Mildred's interview with a police detective allows the story to be told in flashback. Mildred is initially a housewife who dotes on her two daughters, stuck-up hottie Veda (Ann Blyth) and tomboy Kay (Jo Ann Marlowe). Bert's inability to hold a job, and his disagreements with Mildred over Veda, lead to his separation from Mildred. Mildred becomes a waitress to support her daughters, and eventually owns a successful restaurant in partnership with Wally and Monte.
Initially, things are looking up for all concerned, but Veda and Monte become big-spending freeloaders, which leads to a crisis. Mildred's hard work and sacrifice, all for the sake of Veda, leads only to heartache.

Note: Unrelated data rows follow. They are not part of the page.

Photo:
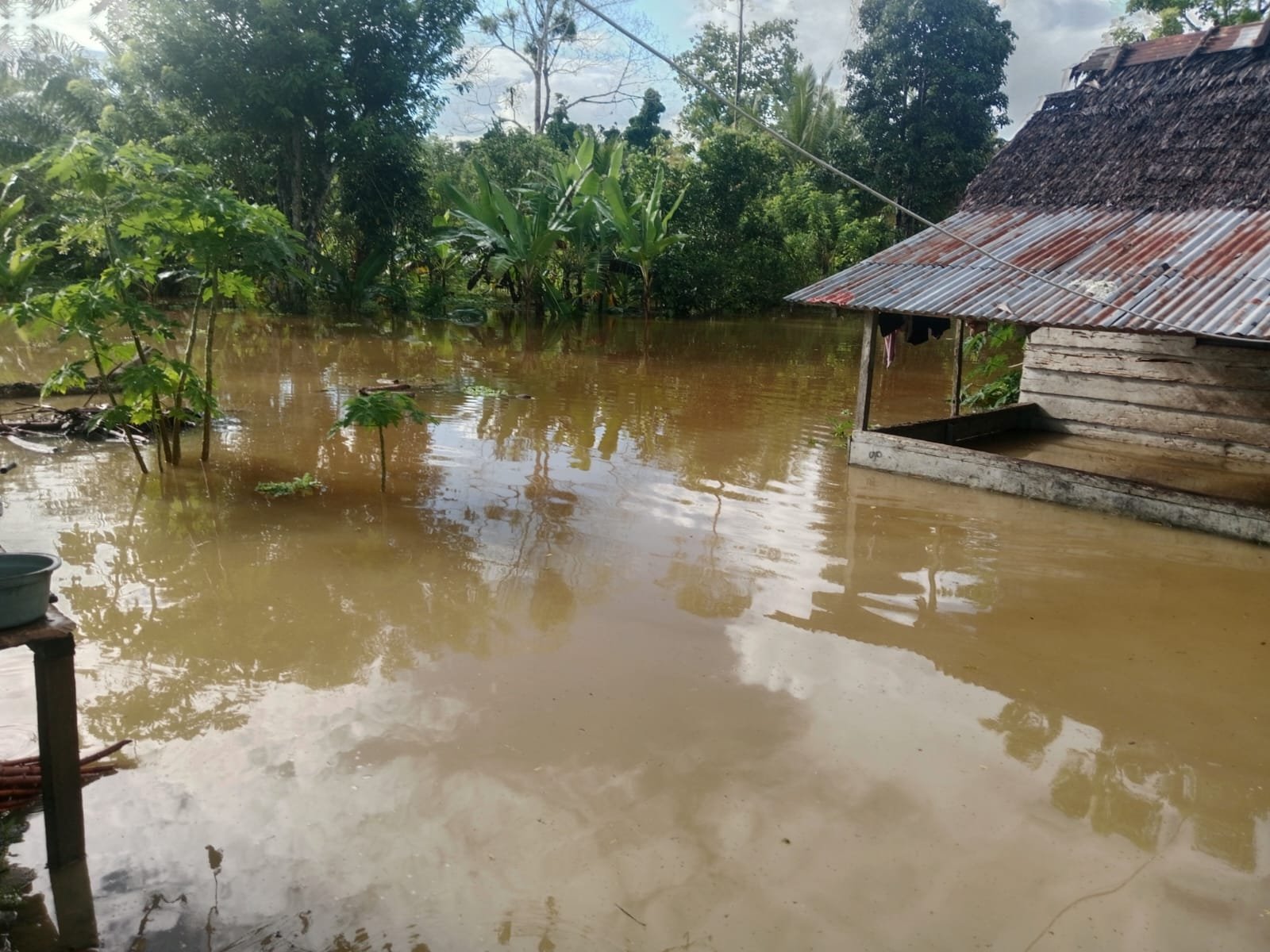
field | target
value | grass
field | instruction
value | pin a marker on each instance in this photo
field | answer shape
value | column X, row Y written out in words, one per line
column 298, row 486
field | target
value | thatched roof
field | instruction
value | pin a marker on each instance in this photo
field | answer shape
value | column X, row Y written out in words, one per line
column 1170, row 125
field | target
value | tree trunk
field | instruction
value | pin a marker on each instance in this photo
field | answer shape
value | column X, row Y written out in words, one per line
column 127, row 433
column 181, row 381
column 209, row 342
column 384, row 463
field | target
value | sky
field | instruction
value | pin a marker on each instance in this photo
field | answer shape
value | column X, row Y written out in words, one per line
column 1053, row 36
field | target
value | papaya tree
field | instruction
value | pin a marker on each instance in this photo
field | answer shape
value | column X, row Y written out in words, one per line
column 380, row 409
column 133, row 219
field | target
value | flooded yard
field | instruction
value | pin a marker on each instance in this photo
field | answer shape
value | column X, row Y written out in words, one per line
column 634, row 662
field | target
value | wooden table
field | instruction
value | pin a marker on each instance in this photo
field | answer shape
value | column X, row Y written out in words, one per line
column 52, row 643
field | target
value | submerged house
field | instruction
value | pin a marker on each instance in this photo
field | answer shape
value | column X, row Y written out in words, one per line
column 1128, row 228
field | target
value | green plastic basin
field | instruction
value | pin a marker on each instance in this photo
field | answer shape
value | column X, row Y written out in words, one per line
column 25, row 578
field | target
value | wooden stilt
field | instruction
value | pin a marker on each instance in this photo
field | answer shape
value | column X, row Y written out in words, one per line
column 59, row 749
column 958, row 340
column 864, row 390
column 73, row 904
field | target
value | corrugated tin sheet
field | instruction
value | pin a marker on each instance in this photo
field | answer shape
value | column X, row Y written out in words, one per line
column 1203, row 273
column 1245, row 36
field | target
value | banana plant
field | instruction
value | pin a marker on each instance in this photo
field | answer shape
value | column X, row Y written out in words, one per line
column 516, row 239
column 643, row 228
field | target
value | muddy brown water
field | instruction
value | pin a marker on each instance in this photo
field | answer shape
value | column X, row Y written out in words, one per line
column 638, row 664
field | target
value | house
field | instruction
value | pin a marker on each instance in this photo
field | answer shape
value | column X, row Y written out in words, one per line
column 1127, row 228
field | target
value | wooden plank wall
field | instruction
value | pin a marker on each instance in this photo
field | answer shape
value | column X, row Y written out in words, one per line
column 1157, row 390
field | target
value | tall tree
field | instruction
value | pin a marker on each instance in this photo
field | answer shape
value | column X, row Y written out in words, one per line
column 770, row 63
column 295, row 93
column 558, row 38
column 645, row 127
column 1168, row 17
column 926, row 92
column 810, row 111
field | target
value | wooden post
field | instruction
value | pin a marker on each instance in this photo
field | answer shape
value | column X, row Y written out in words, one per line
column 73, row 903
column 864, row 390
column 59, row 749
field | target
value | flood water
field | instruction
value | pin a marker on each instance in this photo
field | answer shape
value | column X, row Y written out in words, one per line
column 638, row 663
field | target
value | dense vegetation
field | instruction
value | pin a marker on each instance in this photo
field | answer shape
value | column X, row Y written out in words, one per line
column 324, row 111
column 237, row 152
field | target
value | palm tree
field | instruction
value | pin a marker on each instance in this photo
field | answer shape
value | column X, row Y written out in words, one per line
column 810, row 112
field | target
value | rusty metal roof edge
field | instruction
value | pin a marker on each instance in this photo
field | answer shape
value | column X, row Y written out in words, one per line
column 1206, row 273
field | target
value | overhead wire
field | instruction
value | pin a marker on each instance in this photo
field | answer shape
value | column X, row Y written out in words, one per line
column 882, row 197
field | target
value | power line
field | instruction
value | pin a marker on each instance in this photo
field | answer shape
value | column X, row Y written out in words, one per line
column 789, row 144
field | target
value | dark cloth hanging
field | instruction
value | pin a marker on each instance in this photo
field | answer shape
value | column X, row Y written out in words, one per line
column 922, row 329
column 889, row 323
column 918, row 330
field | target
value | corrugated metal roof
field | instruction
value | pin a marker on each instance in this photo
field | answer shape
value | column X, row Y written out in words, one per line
column 1245, row 36
column 1203, row 273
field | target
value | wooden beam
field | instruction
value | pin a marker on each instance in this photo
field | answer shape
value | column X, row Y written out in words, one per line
column 1060, row 484
column 59, row 750
column 864, row 389
column 958, row 340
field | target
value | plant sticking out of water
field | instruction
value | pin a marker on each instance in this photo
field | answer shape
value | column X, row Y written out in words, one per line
column 842, row 425
column 135, row 221
column 380, row 409
column 298, row 486
column 995, row 372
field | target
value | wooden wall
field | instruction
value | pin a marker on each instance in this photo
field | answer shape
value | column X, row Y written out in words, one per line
column 1153, row 389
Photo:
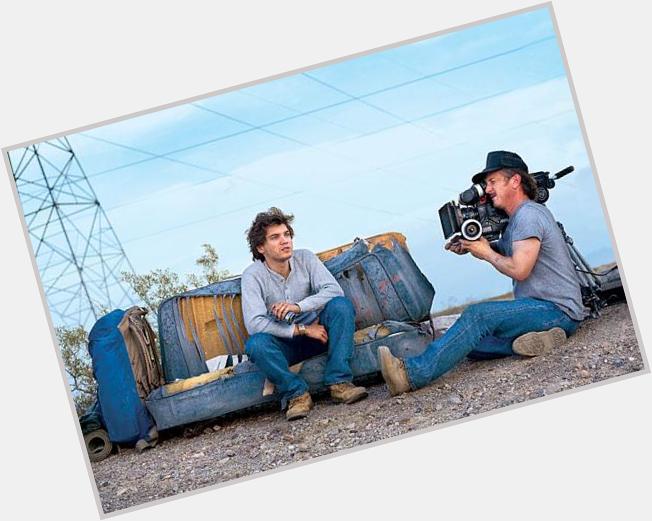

How others will see it. Classic movie fans will find Mildred Pierce to be manna from the gods. But then, there are those who can't conceive of watching a black and white movie when there are so many color films to choose from.
How I felt about it. Joan Crawford understandably campaigned for the title role, which was as good as it gets for a middle-aged actress. In fact, it was the role of her lifetime, and it won her only Best Actress Oscar. Alas, she is better known today as the victimized sister in What Ever Happened to Baby Jane?, but while that film has its sadistic charm, it is no match for Mildred Pierce in terms of quality.
Crawford's character dominates the film. She is wed to two men and is courted by a third (the only one who is right for her), but she has eyes only for Veda, her beautiful but despicable and ungrateful daughter. Veda has only one redeeming character trait: she loves her sister Kay.
But Veda was a great role for Ann Blyth, who unfortunately broke her back the same year. Another magnificent role went to Jack Carson as ebullient, confident dealmaker Wally Fay. Wally is the only character Mildred Pierce can rely upon, but she isn't practical enough to choose him. Perhaps she prefers to marry failures (and live with parasitic daughters), which will force her to excel.
While the cast shines in Mildred Pierce, the real credit belongs to Michael Curtiz' impassioned directing, Ernest Haller's gorgeous black and white cinematography, and Ranald MacDougall's wonderfully melodramatic screenplay. According to imdb.com, eight different screenplays were considered (and passed over) before filming began with MacDougall's version. There's not much that a mainstream director can do with a mediocre script. A great script inspired Curtiz to make his best film since Casablanca.